Fr Matthew spent four months in Adelaide as a postulant in Adelaide, a year in the novitiate in Hong Kong and about six years at the University of Divinity’s Catholic Theological College in Melbourne.

Although the initial decision to enter the priesthood was “weighty”, there was a constant process of recommitting and reassessing “until death”.

Fr Matthew said the Order’s strong intellectual tradition and commitment to community life, prayer and service fitted well with the school context.

“It’s about educating the whole person, not just academically but spiritually and socially,” he said.

Before his ordination, Fr Matthew did a six-month pastoral semester in the North Adelaide/Prospect parish. While he is enjoying being back in the founding community of the Province, he misses his parents and sister who has three daughters and a son due on September 19.

“We’re a very close family – they’re a very important part of my life,” he said, adding he treasures the four weeks he spends with them.

“Family doesn’t diminish when you join religious life, in some ways it’s more important. It’s a great blessing to partake in my sister’s family life.”

His approach to school chaplaincy is to “do my best with the opportunity”.

He is very aware of the multi-faith make-up of the school and the fact that there are many challenges facing Catholic families in today’s society.

“I certainly never water down the faith but try to communicate it in a respectful way,” he said. “I’m very comfortable with our Catholic identity here, but try not to put boys in a position which would make them uncomfortable or feel belittled.”

“On a personal level, I try to preach the truth in a way that I think Christ would preach it, without watering it down but with love and with the welfare of the people I am preaching to in mind.

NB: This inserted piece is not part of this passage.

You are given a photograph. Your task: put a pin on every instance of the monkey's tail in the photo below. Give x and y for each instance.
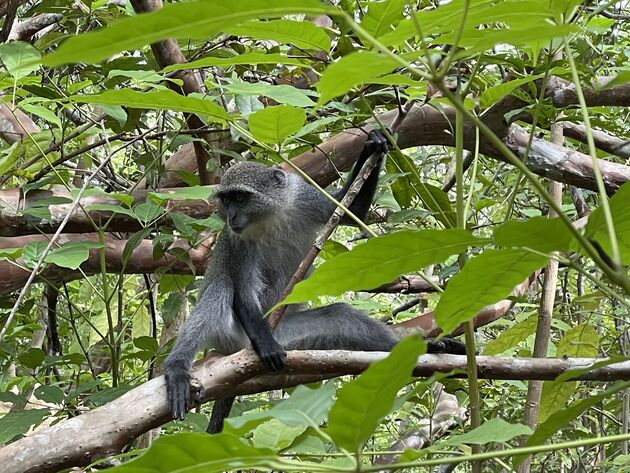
(220, 411)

“And I always rely on the grace of God.”

He said it was important to be “authentic”, particularly with boys and young men. “You try to practise what you preach, give them truth in a direct way and be happy to answer their questions,” he explained.

“For example, with various aspects of modern social issues – sometimes very controversial issues – I don’t deny what the Church teaches in order to avoid scandal, but I try not to be overly dogmatic.

“Young people are exposed to all sorts of things through social media, often on very adult issues – in some ways they have lost their youth.

“St Thomas had a great emphasis on nature, you don’t necessarily have to appeal to God to have an understanding of human nature, and what that means for how we should act.”

As well as helping out in RE classes, Fr Matthew’s degree in science (majoring in maths) means he is able to assist in maths classes where the students get to see him as a human being, “not some distant, alien person”.

Some students also have been surprised to learn that together with four of his fellow seminarians, Fr Matthew has developed a Catholic trivia app. Since it was launched a year ago, it has been downloaded by 18,000 Android phone users and Fr Matthew is in the process of making it available through the Apple store. He also is developing a new Bible quiz app for a broader audience. (Search for ‘Catholic Trivia’ on the Google Play store to download the app.)